Kak tapped the red button to end the call and squinted at the sky, satisfied to think of Rudy’s plane on its way. He’d be okay. So would Lili. And Kak? It had been a fine game. In the end the gods had all the cards but she’d played it well.
She opened the bottle of doxepin, tipped her head back, and dumped it all into her mouth. The twenty-eight capsules shifted smoothly against her tongue. Like beads. This made her think of Nono and she pushed him from her mind. She twisted the top off the bottle of spring water and flooded her mouth until her cheeks bulged. A trickle of water escaped her pursed lips, running down her neck.
The capsules swam in the dark aquarium. She moved them gently with her tongue, a school of deadly fish, with the small ocean she’d created around it already softening and weakening the fragile coatings. It would take seconds.
She found a spot on the warm, welcoming powder, letting it take the weight of her behind, her shoulder blades, finally her head. In the beginning it was all she’d wanted. In the end it was all she deserved.
If not for the rapid scraping coming from the Sunset Ale box, Kak would have forgotten. She rolled over just in time to see Evelyn slip out of her beat up conch shell and into the African Turbo. The hermit crab tucked herself deep into the new shell and blocked the opening with her purple claw.
That fits better, doesn’t it, Kak thought, reaching in for the old shell. She set it aside, a bauble for some wandering crab who found herself out of sorts and too large for her space. It was time for this, too. She gently grasped the African Turbo and set it on the sand.
If you see Ugarte, tell her I said hello.
Evelyn put her ten legs down and was mobile, dragging her new home behind her without so much as a backward glance. Damn right. One way or another, it was time for everyone to move on.
Kak told herself to close her eyes for the last time. She saw herself back at the terminal, watching Rudy’s plane. A long row of dark windows lined the bright fuselage. A dotted line. A string of black pearls. Until from within, someone pressed a hand to one of the windows, pale and distinct against the darkened interior. So clear she could count the fingers. Why had they done that? Was it goodbye? To a person? To the place? She’d never know.
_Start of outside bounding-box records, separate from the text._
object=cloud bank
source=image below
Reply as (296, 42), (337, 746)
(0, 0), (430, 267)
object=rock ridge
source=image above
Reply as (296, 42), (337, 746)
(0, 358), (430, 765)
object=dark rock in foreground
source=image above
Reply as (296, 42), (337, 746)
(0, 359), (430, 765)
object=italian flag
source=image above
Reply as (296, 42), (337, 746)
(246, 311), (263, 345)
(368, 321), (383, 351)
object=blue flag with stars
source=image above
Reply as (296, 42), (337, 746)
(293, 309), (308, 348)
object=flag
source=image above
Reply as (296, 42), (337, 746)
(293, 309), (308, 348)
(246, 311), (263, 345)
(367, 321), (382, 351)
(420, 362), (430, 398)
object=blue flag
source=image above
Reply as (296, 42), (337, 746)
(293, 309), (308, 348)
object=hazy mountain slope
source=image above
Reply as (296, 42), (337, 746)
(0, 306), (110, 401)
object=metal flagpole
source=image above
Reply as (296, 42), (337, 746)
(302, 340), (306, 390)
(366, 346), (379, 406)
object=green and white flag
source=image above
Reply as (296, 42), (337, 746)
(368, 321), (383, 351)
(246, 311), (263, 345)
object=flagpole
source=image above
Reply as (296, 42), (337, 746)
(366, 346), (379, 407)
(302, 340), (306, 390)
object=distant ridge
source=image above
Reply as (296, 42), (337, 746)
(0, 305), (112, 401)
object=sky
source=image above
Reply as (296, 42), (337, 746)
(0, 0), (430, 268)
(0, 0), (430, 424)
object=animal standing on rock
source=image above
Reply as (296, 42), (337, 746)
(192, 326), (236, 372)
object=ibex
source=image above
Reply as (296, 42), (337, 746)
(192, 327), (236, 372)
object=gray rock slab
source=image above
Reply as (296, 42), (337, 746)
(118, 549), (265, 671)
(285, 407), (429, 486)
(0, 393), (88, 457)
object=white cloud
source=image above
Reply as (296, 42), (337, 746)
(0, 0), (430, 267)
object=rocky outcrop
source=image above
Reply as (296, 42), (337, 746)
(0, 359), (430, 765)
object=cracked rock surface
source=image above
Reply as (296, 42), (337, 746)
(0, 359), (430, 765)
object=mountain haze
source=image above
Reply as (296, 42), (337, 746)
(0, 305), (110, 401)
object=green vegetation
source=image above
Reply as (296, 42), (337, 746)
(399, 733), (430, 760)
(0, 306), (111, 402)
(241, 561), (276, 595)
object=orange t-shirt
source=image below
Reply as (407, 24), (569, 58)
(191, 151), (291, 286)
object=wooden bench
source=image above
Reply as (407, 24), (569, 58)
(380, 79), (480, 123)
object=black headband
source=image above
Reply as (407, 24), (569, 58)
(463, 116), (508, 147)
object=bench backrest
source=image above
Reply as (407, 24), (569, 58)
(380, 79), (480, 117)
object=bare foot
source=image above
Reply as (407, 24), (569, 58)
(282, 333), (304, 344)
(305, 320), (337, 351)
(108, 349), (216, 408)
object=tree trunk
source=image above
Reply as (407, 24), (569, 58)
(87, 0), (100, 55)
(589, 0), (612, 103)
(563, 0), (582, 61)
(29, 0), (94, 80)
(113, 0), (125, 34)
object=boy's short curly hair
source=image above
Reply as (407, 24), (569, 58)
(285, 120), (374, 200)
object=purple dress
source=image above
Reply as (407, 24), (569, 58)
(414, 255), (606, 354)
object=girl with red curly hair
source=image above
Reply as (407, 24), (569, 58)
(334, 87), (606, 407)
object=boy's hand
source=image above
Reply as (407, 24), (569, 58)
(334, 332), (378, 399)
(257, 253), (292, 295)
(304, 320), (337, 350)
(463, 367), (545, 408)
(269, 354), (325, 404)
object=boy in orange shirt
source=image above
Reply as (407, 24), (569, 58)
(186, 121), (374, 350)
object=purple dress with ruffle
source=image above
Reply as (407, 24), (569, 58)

The capsules mushed between her tongue and the roof of her mouth. She raised a hand, fingers spread like the hand in the airplane window, and showed it to the sky. Did the gods watch from the other side? She hoped so. She turned her hand so the back of it faced upward, curling her thumb, index, ring and pinky fingers into a fist, leaving her middle finger extended. This for you.
It was complete. She let her esophagus open so the final elixir could trickle down her throat, into her blood and brain, silencing everything once and for all. Like her own, she felt the throat of the eternal night open below her. Felt herself slide down its dark tongue. Slip off the back of it. Falling now. Into the abiding stomach of death.